Beyond known applications in asthma research, integrated use of head-out body plethysmography might contribute to a better understanding of other respiratory disorders including, e.g., experimental models of COPD/emphysema, lung fibrosis, tests on airborne irritant/pollutant effects [8, 19, 28] and respiratory safety pharmacology studies (Phase I) [20]. It is notable that quite a number of standard respiratory variables (f, VT, TI, TE, MV etc.) can be already derived from simple breathing patterns of conscious, spontaneously breathing mice as mentioned before.

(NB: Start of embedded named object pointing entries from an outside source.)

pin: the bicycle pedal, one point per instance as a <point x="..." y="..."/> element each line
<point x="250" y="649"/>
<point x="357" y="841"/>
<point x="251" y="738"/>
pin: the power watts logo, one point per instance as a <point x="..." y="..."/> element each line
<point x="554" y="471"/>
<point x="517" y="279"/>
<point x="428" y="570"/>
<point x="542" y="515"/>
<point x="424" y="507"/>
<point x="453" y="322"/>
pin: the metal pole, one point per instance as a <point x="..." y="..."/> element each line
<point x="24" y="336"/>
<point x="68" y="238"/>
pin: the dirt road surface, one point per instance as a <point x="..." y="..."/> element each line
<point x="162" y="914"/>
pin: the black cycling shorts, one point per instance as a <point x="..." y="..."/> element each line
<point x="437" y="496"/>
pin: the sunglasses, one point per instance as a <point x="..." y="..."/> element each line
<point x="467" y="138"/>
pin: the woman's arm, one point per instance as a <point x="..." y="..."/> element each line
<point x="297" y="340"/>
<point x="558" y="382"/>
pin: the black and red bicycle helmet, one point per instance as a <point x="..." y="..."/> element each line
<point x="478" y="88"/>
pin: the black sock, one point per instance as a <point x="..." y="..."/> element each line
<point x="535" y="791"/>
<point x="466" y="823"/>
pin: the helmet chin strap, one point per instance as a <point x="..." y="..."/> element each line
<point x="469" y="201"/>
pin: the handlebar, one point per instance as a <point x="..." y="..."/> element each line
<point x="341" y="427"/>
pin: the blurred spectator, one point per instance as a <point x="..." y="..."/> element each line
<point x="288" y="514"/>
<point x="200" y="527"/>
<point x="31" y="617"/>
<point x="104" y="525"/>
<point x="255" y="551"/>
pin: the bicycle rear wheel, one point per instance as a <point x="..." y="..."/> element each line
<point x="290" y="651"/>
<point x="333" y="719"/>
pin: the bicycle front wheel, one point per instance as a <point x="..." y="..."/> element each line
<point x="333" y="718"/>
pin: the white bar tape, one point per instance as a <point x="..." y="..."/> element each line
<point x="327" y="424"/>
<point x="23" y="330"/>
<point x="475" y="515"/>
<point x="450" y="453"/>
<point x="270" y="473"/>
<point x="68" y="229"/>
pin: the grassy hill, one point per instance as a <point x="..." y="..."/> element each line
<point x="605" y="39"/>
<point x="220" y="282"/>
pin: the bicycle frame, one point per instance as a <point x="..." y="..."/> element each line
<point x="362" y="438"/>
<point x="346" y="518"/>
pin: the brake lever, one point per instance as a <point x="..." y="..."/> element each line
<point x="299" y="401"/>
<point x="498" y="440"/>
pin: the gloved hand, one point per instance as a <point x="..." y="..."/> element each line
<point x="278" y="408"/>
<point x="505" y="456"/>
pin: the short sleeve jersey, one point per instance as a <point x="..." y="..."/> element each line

In addition, head-out body plethysmography can provide noninvasive and repeatable long-term monitoring of disease responses in the same animals throughout the course of bacterial and viral infections which may propel new ways toward exploring pathogenesis and new drug therapies. As an example, head-out body plethysmography has been reported to be very useful for monitoring infection with Pseudomonas aeruginosa in mice showing a decrease in VT and EF50 [29]. Even more interestingly in the light of the current SARS-CoV-2 pandemic, lung function measurement including EF50 discriminated both virus and dose-specific responses and identified long-term respiratory changes in experimental mouse models of coronavirus and Influenza A virus infection [30]. Another recent study demonstrated a significant loss of pulmonary function including EF50 in a mouse model of SARS-CoV-2 infection [31]. This approach may help to understand the functional outcomes of viral infections such as SARS-CoV-2 on pulmonary function, indicate disease severity prior to traditional pathogenic markers like weight loss and lethality, develop novel animal models of emerging viral respiratory pathogens, and may also provide insights into the treatment, resolution, and long-term physiological impacts of infection. Together, the results underscore the utility of recording respiratory function via body plethysmography also within the context of acute respiratory infections in vivo.

Conclusion

Although still underutilized, pulmonary function testing has gained popularity due the recognition of its clear value in the functional assessment of experimental models of various acute and chronic respiratory disorders, including allergic asthma. However, at present, there is no gold standard for measuring pulmonary function in mice, because none of the available invasive and noninvasive methods is optimal in all regards. Some investigations (e.g., with potential impact on therapeutic studies in humans) require the most sensitive and reliable determination of lung mechanics in ventilated, anesthetized animals. The noninvasive assessment of respiratory standard metrics is a complimentary approach for screening pulmonary function and the kinetics of respiratory changes in large numbers of conscious mice. We and others have shown that head-out body plethysmography is a valid, reliable and cost-effective method, that can fulfill an important need in many respiratory research applications. The ability to assess and analyze standard respiratory function parameters concurrently with an accepted index of airflow limitation on multiple occasions in the same animal makes this method particularly useful for acute and longitudinal studies without the use of anesthesia. Beyond known applications, head-out body plethysmography will also provide a much-needed high-throughput screening tool for noninvasively evaluating the impact of SARS-Cov-2 infections on pulmonary function and antiviral drug performance in wild-type and genetically altered mice.